Tf is tf-idf?
Ever thought about how search queries brought the most relevant results to the top? Me neither. But learning about how it works is still very very cool.
Tf-idf is the method that uses algortihms and fun math to figure out which document/web page is most relevant to your search query. Tf-idf stands for: text frequency - inverse document frequency. It is used to balance out the frequency of a word in a certain area with it’s actual value. Words like “the” and “I” may have very high frequencies, but they aren’t very significant to the overall meaning of the work. Inverse document frequency helps balance the equation, words of very high frequency throughout the document are crossed off and words that are repeated just the right amount of times rise to the top in terms of value. In this way, we can both find relevant texts in a search query as well as find the most significant words in a text.
For example, if you search for “a class of monkeys”, the words “a” and “of” are quite common and so tf-idf would help find documents that have a higher frequency of “class” and “monkeys” and bring those to the top of the search result list.
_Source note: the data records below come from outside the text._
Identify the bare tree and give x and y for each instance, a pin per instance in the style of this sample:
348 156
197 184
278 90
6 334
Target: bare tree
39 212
Tf-idf can also help in analyzing or criticizing a literary work. For example, we can run a tf-idf test on a book we’ve never read and using the words with the highest weights/values, we can discover what the book’s main topic is. We can run this test on specific characters and learn about their roles in the work or what their main concerns are.
Tf-idf is a very good example of Digital Humanities. We can analyze literary works in the traditional sense by reading closely, but now we have another way of understanding the main idea of a text using digital tools. Of course, tf-idf aren’t always 100% accurate as it doesn’t account for implied meanings of certain phrases or texts, but it’s definitely a start to a field well worth exploring.